I know most of you don't like to hear this, but it's not changing any time soon. If you're comfortable going on Facebook Live and selling me Tupperware, you are comfortable enough to record a 30-second video on why you'd like to be the next XYZ Account Manager. I feel like they're the same?
Search #hireme on YouTube and let me know what you think!
4) Social platforms will never replace a resume... not for everyone
My problem when I hear "This <social media platform> will replace professional resumes" I always like to ask "who" do you mean? Sure, the business professional, mid-level managers, and sometimes frontline candidates will peruse LinkedIn. But what about the trades professionals? Pilots? Mechanics? The deep web solution architect who knows better than to put a digital footprint out? Gemologists? Geologists? These roles are vital. How then would we hire them if they don't have LI profiles?

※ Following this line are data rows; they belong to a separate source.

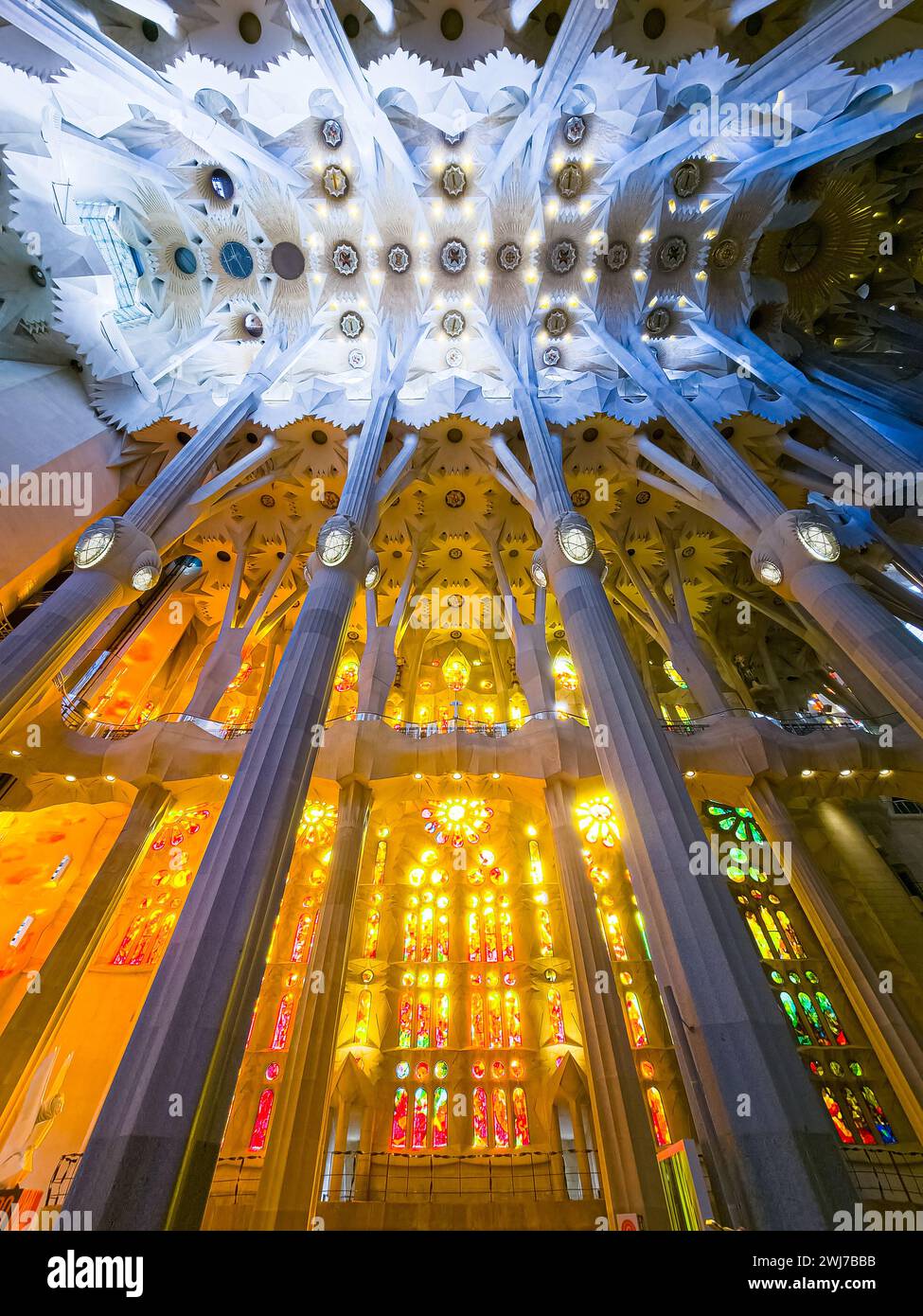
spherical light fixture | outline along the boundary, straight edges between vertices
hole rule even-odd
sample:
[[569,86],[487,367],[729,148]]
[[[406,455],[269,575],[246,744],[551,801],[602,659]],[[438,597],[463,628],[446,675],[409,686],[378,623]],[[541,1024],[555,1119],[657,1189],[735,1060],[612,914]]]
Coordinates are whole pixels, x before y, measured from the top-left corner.
[[332,516],[324,521],[317,536],[317,557],[325,567],[338,567],[349,557],[356,538],[356,528],[348,516]]
[[818,562],[836,562],[839,558],[840,545],[832,525],[814,512],[803,512],[795,519],[795,534],[802,547]]
[[88,525],[74,549],[74,566],[82,571],[97,566],[116,542],[116,522],[111,516]]
[[565,512],[557,522],[558,547],[567,562],[583,566],[596,551],[593,528],[578,512]]

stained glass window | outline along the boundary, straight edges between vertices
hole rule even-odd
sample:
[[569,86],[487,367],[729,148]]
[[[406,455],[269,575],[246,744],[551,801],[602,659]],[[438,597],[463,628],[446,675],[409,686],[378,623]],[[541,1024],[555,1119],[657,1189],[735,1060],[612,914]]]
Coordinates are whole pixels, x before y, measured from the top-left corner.
[[425,1148],[427,1145],[427,1112],[429,1107],[429,1100],[427,1098],[425,1087],[419,1087],[413,1094],[413,1146]]
[[449,1145],[449,1094],[444,1087],[433,1092],[433,1148]]
[[295,1005],[295,994],[287,991],[286,995],[279,1001],[279,1009],[275,1016],[275,1029],[273,1032],[273,1045],[274,1051],[283,1051],[288,1045],[288,1028],[291,1026],[292,1008]]
[[510,1113],[507,1094],[502,1087],[494,1088],[494,1146],[510,1146]]
[[474,1146],[487,1146],[487,1094],[475,1087],[471,1094],[471,1123],[474,1126]]
[[369,1041],[369,1016],[371,1013],[371,992],[359,992],[359,1004],[356,1011],[356,1045],[365,1046]]
[[394,1094],[394,1116],[391,1119],[391,1149],[400,1152],[407,1146],[407,1088],[399,1087]]
[[273,1115],[274,1101],[275,1092],[273,1088],[263,1088],[257,1103],[257,1117],[253,1121],[253,1129],[250,1130],[250,1145],[248,1152],[262,1152],[266,1148],[266,1134],[269,1130],[270,1116]]
[[664,1098],[656,1087],[648,1088],[648,1107],[650,1109],[650,1121],[654,1126],[654,1138],[658,1148],[669,1148],[670,1142],[670,1125],[666,1121],[666,1109],[664,1107]]
[[516,1146],[527,1148],[529,1145],[529,1112],[525,1104],[525,1090],[521,1087],[512,1090],[512,1120]]

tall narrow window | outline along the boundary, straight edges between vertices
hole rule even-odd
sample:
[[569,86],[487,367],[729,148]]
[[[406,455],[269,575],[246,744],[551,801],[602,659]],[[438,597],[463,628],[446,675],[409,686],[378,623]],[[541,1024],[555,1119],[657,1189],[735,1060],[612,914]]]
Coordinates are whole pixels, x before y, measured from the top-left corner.
[[471,1094],[471,1123],[474,1126],[474,1146],[487,1146],[487,1094],[482,1087],[475,1087]]
[[554,941],[552,938],[552,916],[548,909],[539,908],[539,954],[553,955]]
[[500,955],[503,959],[515,959],[516,950],[512,944],[512,919],[508,909],[500,909]]
[[420,911],[420,963],[428,965],[433,958],[433,907]]
[[436,998],[433,1038],[433,1045],[438,1048],[449,1045],[449,998],[445,992]]
[[378,926],[381,921],[382,916],[378,909],[370,909],[365,924],[363,954],[366,959],[374,959],[378,953]]
[[428,1099],[425,1087],[419,1087],[413,1094],[413,1146],[425,1148],[427,1145],[427,1115],[428,1115]]
[[512,1090],[512,1120],[516,1146],[527,1148],[529,1145],[529,1111],[525,1104],[525,1090],[521,1087]]
[[449,1145],[449,1094],[444,1087],[433,1092],[433,1148]]
[[564,1009],[561,1007],[561,992],[552,987],[548,992],[548,1008],[552,1015],[552,1037],[561,1046],[564,1044]]
[[471,1046],[485,1045],[485,999],[479,991],[471,994]]
[[840,1020],[836,1017],[836,1011],[831,1005],[830,1000],[822,991],[815,992],[814,995],[818,1005],[820,1005],[824,1019],[830,1024],[836,1045],[847,1046],[847,1034],[843,1032],[843,1024],[840,1024]]
[[404,959],[416,959],[416,911],[404,915]]
[[487,992],[487,1045],[503,1046],[503,1021],[499,991]]
[[628,1016],[628,1036],[631,1037],[632,1046],[646,1046],[648,1034],[644,1028],[641,1003],[633,991],[625,992],[625,1015]]
[[496,909],[485,909],[485,959],[496,963]]
[[648,1088],[648,1108],[650,1111],[650,1123],[654,1126],[654,1140],[658,1148],[669,1148],[670,1142],[670,1125],[666,1123],[666,1108],[664,1107],[664,1098],[660,1095],[656,1087]]
[[356,1045],[365,1046],[369,1041],[369,1016],[371,1015],[371,992],[359,992],[359,1004],[356,1011]]
[[494,1146],[510,1146],[510,1112],[507,1094],[502,1087],[494,1088]]
[[291,1026],[291,1015],[295,1005],[295,994],[287,991],[286,995],[279,1001],[279,1011],[275,1016],[275,1029],[273,1032],[273,1050],[284,1051],[288,1045],[288,1029]]
[[507,1016],[507,1038],[510,1046],[523,1045],[523,1024],[519,1011],[519,994],[508,991],[503,998],[503,1008]]
[[881,1108],[881,1104],[878,1103],[878,1098],[874,1095],[868,1083],[862,1086],[862,1098],[865,1099],[865,1104],[874,1116],[874,1126],[878,1129],[878,1137],[881,1138],[881,1141],[897,1142],[897,1138],[894,1137],[894,1129],[887,1123],[887,1116],[885,1115],[883,1109]]
[[467,958],[481,959],[481,915],[477,909],[467,912]]
[[765,932],[756,921],[756,915],[748,909],[744,913],[744,919],[747,920],[747,926],[751,929],[751,936],[753,937],[753,941],[756,942],[756,949],[760,951],[762,959],[772,959],[773,953],[769,949],[769,942],[766,941]]
[[425,992],[416,1003],[416,1045],[429,1046],[429,996]]
[[394,1094],[394,1115],[391,1117],[391,1150],[402,1152],[407,1146],[407,1088],[399,1087]]
[[843,1112],[840,1111],[840,1107],[837,1105],[831,1090],[828,1087],[822,1087],[820,1095],[824,1099],[824,1105],[827,1107],[827,1115],[830,1115],[831,1120],[833,1121],[833,1128],[839,1134],[840,1142],[853,1144],[856,1138],[853,1137],[849,1125],[843,1119]]
[[262,1152],[266,1146],[266,1133],[269,1130],[270,1116],[273,1115],[273,1103],[275,1101],[275,1092],[271,1087],[263,1088],[259,1094],[259,1100],[257,1103],[257,1117],[253,1121],[253,1129],[250,1130],[250,1145],[248,1152]]
[[413,996],[406,991],[398,1005],[398,1046],[411,1045],[411,1029],[413,1028]]
[[795,1007],[795,1003],[791,999],[791,996],[789,995],[789,992],[787,991],[779,992],[778,1000],[779,1000],[779,1005],[785,1011],[785,1017],[791,1024],[794,1034],[798,1038],[798,1045],[799,1046],[810,1046],[811,1045],[811,1038],[804,1032],[804,1026],[803,1026],[803,1024],[801,1021],[801,1016],[798,1015],[798,1008]]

When we try and simplify or consolidate mediums of sharing professional experience, we squeeze out certain candidates. You can't say you're all about diversity, equity, and inclusion if the only way to create a candidate profile on your website is with a <social media platform> profile.
So no matter the future, the main thing is still the main thing. Where are the candidates? Where are we meeting them? How can we at least meet them there or find a halfway point? Any other thought process begs a different question, are you sure you want to be in Talent Acquisition?